First, MSHA determines whether the laboratory is an independent laboratory and is qualified to test and evaluate the product to the applicable safety standard. Then MSHA reviews the laboratory’s test and evaluation results to ensure that they verify compliance with the standard. If there is any reason to question the results, MSHA will request additional information. MSHA also conducts annual audits on all such approved products.
What documentation must I submit to get a product approved based on independent laboratory test and evaluation?
The manufacturer must submit evidence of the laboratory's independence and current recognition by a laboratory accrediting organization; a complete technical explanation of how the product complies with each requirement in the applicable MSHA product approval requirements; identification of components or features of the product that are critical to the safety of the product; and all other documentation, including drawings and specifications, as submitted to the independent laboratory by the applicant.
Can I submit an independent laboratory test result for a single test and request that MSHA perform the other tests and evaluation?
Yes. MSHA will accept independent laboratory test and evaluation results for a complete product evaluation or any portion of the required tests and evaluations..
Will MSHA require the marking of the independent laboratory that performs testing and evaluation of my product for MSHA approval?
No.

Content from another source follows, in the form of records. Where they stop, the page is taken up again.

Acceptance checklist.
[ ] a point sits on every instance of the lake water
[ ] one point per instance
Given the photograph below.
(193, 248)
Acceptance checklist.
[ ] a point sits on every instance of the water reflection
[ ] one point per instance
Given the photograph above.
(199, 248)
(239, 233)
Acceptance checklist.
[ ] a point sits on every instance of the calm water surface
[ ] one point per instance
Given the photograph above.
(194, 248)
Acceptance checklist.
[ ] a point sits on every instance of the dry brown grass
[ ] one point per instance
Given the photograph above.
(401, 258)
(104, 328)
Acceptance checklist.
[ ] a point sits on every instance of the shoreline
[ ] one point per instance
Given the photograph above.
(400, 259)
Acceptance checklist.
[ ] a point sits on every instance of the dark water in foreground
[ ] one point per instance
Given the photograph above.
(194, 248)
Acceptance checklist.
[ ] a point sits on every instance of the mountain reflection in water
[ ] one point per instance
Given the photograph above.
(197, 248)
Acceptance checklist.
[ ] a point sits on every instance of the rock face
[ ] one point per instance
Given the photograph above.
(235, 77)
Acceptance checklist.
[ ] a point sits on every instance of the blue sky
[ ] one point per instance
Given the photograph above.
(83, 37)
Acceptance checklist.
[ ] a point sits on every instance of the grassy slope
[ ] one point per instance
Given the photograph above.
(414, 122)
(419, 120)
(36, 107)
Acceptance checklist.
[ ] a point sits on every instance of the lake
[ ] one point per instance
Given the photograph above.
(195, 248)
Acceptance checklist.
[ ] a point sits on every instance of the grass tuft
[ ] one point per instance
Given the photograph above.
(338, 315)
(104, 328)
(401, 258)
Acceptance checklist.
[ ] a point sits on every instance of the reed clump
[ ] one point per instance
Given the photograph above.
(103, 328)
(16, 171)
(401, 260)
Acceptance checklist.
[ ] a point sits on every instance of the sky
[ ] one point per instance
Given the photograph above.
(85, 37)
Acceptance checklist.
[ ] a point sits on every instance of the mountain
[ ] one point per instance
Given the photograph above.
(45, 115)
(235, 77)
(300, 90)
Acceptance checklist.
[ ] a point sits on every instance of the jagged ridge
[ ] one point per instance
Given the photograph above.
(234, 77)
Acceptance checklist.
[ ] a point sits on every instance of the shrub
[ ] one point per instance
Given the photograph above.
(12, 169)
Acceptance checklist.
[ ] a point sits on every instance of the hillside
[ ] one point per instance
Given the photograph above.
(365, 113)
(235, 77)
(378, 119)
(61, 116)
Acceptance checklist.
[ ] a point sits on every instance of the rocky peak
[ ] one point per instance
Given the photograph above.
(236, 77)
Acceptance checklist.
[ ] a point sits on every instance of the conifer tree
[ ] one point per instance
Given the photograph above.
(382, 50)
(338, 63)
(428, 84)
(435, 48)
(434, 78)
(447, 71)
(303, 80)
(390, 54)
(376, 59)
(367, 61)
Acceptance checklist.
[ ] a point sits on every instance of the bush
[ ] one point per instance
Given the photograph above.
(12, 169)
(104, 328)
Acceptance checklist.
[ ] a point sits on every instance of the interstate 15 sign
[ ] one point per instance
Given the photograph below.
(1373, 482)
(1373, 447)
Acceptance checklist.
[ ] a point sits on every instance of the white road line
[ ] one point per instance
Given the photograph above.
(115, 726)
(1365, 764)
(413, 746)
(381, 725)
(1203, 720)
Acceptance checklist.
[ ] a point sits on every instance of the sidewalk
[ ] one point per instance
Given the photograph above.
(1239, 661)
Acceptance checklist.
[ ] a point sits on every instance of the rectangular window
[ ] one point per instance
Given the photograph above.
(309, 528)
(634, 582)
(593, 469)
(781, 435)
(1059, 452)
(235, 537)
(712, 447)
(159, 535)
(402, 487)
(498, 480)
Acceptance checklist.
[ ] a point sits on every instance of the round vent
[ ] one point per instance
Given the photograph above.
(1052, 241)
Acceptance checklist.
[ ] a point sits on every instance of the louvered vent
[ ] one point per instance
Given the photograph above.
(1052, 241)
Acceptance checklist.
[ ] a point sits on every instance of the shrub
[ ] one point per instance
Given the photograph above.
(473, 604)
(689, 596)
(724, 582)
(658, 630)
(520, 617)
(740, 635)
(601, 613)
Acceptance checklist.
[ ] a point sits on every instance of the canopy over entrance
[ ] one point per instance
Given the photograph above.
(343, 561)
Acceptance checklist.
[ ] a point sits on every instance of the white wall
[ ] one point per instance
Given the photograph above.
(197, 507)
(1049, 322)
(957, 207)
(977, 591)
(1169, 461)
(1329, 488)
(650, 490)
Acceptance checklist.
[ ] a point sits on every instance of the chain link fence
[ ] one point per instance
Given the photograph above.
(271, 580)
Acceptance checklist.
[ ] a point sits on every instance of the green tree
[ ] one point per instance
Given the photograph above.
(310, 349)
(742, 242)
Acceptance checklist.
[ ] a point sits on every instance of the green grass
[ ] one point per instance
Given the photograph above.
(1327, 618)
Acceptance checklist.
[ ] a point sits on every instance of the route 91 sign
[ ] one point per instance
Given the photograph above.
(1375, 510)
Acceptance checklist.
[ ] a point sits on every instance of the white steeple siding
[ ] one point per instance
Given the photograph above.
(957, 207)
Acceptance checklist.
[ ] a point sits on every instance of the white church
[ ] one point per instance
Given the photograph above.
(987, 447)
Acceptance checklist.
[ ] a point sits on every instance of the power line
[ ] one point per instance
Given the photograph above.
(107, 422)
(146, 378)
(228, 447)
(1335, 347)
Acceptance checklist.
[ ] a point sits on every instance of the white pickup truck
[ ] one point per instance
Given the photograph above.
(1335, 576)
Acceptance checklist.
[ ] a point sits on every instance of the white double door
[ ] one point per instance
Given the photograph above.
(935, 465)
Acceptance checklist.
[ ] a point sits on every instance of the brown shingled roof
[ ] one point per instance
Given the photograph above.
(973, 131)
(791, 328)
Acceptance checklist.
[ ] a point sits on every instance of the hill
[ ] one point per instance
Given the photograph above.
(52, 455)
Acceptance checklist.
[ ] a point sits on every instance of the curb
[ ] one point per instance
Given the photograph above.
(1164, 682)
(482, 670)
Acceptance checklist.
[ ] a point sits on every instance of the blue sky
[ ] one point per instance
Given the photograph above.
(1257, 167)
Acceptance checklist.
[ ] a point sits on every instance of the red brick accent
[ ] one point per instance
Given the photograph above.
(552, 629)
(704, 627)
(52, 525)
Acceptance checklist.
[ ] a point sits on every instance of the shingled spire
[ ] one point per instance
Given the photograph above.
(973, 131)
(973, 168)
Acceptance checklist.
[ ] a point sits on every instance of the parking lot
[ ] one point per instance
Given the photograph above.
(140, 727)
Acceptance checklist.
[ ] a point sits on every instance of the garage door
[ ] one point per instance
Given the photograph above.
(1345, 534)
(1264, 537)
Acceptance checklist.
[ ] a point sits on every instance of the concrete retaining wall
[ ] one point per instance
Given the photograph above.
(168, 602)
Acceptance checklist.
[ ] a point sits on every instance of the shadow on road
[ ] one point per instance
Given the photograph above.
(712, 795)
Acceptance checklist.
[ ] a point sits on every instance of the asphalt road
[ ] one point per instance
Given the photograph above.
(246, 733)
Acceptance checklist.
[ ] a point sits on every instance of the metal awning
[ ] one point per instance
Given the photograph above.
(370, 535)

Only the MSHA marking will be required on products evaluated based on Part 6 requirements. However, this does not preclude the marking of an independent laboratory being placed on an MSHA approved product in addition to the MSHA marking.
How often will the approved product be audited?
MSHA will ask that you make your product available at a mutually agreeable site at no cost to MSHA no more than once a year, unless MSHA has reason to suspect a problem with the product.
What if I uncover a defect in one of the approved products?
You are required to notify MSHA if you become aware of any product defects.
How can I get my product approved to non-MSHA product safety standards?
MSHA must first evaluate the non-MSHA product safety standard to determine if it is equivalent. MSHA will compare the non-MSHA product safety standard to the applicable Title 30 Code of Federal Regulations (30 CFR) approval requirements and determine if it provides at least the same degree of protection as the applicable 30 CFR requirements. If it does, then it will be deemed equivalent. If it does not, then MSHA will determine if modifications can be made to the standard to make it equivalent. Once the equivalency determination has been made, MSHA will publish the decision in the Federal Register, along with any modifications that may be necessary to ensure that at least the same degree of protection is provided. A manufacturer could then apply for approval to that standard.
Can I request MSHA to review a particular non-MSHA product safety standard for equivalency?
Yes. MSHA will determine which standards to review based on industry demand and experience with that particular standard or group of standards. Insufficient demand for a non-MSHA product safety standard or inadequacy of the requirements of the requested standard may be grounds for delaying or denying a particular request.
Can I provide input to MSHA's equivalency evaluations?
Yes. Prior to conducting an equivalency determination, MSHA will publish its intent to review a standard or group of standards in the Federal Register for the purpose of seeking public input on the determination process. You will be given 60 days to provide your comments.